Strebt ein Unternehmen die Mitarbeit an Open-Source-Projekten an, sollten Sie den beteiligten Developern den Rücken freihalten.
Strebt ein Unternehmen die Mitarbeit an Open-Source-Projekten an, sollten Sie den beteiligten Developern den Rücken freihalten.
(Bild: mohamed_hassan / Pixabay)

Immer mehr Unternehmen werden sich bewusst, wie viel Mehrwert Open-Source-Lösungen für sie bieten. Der Einsatz von Open-Source-Technologien erfordert seitens der Entwicklerinnen und Entwickler aber eine andere Herangehensweise als bei herkömmlicher Software.
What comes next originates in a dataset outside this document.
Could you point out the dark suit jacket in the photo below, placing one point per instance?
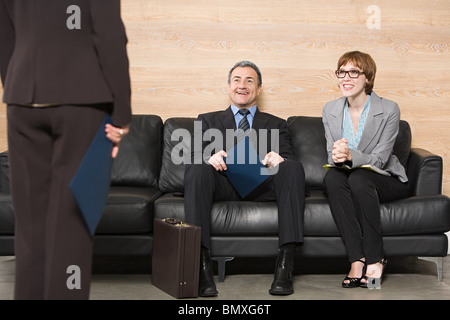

Denn häufig dauert es länger, Verbesserungsvorschläge zu bearbeiten und in der Entwicklung auch umzusetzen.

Deadlines und interner Druck, Ergebnisse liefern zu müssen, wirken sich dann häufig negativ auf das Wohlbefinden der Entwicklerinnen und Entwickler aus. Mit teils verheerenden Folgen. So waren laut einer Studie des Instituts der Deutschen Wirtschaft 2020 die Arbeitnehmer und Arbeitnehmerinnen im Schnitt rund 18 Tage krankgeschrieben. Der mit Abstand häufigste Grund dafür waren psychische Erkrankungen (17.5 Prozent).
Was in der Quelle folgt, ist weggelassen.